Considered an unremarkable ruler, Tutankhamun (1336 -1327 B.C.) was made famous in 1922 by British archeologist Howard Carter who uncovered for the first time a tomb untouched by tomb raiders. The tomb was that of Tutankhamun. Actually very little is known about Tutankhamun. He was 8 or 9 years old when he took the throne and died around the age of 17 of unknown causes. His rule is known primarily for a reversal of his father’s decision of honoring Aten, the sun god, before Amun, who was considered the king of the gods. Tutankhamun restored the old religion of Amun.
A great deal of what we know about what Tutankhamun did for fun is derived from what we know about Egyptian society and their leaders, the pharaohs. The pharaohs were the religious and political leaders of ancient Egypt who owned and ruled the land and whose power was only matched by the gods themselves. The immense amount of wealth in their tombs demonstrates how materially rich their lives were. So given their status as gods, what the pharaohs did for fun would have been the best and most extravagant of what the culture offered at the time.
Based on tomb paintings, leisure time for a pharaoh was a grand affair, including hunting, fishing, music, games and parties. There were lavish banquets with hired cooks, entertainment and food and drink. The board game Senet, which comprised a grid of 30 squares and 10 pawns, was also popular. Most likely Tutankhamun played Senet, as a game board and pieces were found inside his tomb. Additionally, Tutankhamun as religious head would have presided over and participated in a variety of Egyptian religious festivals.
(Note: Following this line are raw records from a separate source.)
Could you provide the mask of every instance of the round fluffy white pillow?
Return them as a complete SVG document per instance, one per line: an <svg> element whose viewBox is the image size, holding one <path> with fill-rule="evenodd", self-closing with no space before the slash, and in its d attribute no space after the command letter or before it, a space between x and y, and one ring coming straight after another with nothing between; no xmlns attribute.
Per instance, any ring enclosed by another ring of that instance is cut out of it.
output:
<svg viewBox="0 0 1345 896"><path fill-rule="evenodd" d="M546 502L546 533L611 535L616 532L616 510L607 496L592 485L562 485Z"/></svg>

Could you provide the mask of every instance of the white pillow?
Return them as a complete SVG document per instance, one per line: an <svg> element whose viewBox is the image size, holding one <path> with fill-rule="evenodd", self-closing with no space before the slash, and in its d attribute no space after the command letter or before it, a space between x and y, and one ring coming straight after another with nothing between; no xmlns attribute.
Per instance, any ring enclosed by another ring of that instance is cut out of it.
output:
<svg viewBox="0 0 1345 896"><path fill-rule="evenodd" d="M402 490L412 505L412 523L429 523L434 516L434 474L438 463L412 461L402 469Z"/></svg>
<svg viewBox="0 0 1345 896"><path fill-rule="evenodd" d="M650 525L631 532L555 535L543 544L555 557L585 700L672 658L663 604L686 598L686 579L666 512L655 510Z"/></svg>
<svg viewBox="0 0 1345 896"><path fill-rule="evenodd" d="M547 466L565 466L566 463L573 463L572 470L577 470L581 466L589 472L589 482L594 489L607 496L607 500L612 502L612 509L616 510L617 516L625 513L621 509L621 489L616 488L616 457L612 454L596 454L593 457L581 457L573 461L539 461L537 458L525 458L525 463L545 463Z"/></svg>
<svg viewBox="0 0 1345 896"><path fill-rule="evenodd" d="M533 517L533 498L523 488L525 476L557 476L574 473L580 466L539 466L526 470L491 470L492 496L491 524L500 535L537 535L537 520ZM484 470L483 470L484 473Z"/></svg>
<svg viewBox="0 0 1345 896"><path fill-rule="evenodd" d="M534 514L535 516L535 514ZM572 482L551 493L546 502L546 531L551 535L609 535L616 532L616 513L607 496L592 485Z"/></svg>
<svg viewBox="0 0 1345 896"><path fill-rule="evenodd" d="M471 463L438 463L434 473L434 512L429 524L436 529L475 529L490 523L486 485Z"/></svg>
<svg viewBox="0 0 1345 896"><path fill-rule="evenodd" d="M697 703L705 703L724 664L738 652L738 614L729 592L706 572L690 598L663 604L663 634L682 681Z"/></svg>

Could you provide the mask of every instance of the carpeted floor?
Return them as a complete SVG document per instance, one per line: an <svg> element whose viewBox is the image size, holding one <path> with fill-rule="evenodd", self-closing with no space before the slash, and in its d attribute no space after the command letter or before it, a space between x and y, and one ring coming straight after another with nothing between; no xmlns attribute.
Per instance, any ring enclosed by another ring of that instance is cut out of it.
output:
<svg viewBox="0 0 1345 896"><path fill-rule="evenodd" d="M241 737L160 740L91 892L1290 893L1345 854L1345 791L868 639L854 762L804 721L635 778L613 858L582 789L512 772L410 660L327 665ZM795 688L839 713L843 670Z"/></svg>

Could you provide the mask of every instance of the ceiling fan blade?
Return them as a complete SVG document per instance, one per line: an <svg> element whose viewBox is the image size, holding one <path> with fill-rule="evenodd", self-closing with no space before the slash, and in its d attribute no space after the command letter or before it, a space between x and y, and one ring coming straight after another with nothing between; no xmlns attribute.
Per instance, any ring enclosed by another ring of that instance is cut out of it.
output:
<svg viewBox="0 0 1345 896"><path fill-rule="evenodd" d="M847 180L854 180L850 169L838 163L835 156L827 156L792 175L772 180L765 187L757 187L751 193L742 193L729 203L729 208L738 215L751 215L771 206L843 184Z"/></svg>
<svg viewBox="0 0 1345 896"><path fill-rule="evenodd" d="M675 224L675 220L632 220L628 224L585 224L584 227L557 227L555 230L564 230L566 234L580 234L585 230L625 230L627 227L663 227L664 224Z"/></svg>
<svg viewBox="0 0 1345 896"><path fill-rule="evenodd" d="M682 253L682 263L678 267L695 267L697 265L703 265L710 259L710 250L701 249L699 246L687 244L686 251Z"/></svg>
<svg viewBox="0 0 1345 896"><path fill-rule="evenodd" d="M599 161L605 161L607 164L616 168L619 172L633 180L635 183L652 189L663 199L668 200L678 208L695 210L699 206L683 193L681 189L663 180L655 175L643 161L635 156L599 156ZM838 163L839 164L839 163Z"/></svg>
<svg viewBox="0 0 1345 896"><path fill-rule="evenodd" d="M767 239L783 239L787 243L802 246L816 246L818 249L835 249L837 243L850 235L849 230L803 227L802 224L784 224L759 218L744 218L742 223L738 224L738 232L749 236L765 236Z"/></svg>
What is known about Egyptian festivals has been culled from manuscripts and monument inscriptions. According to “Festivals In Ancient Egypt,” although little is known about the festivals, the large number of them and their annual nature signaled they were important cultural events. The festivals included a procession, food offerings, singing and dancing, as well as a banquet. Many of the principal festivals honored the gods, including Tutankhamun’s patron, Amun. In addition to stately meals, beer and wine were part of the celebration.
Beer & Wine Drinking
Although he was a young pharaoh, Tutankhamun would probably have imbibed both beer and wine, especially being the head of so many religious ceremonies. Beer and wine were central components of Egyptian culture for adults and children alike, which is evidenced by the fact that there was a deity assigned to protect each part of the brewing process. Pharaohs had their own royal breweries, so Tutankhamun had access to the most talented brewers and the best beer in the region. In fact, modern brewers made Tutankhamun Ale, the recipe for which is based on beer residue found in a village called Amarna that dates back to the time of Tutankhamun. If you are curious about what King Tut drank and you have some spare cash, the ale is ranked as one of the 10 most expensive beers in the world!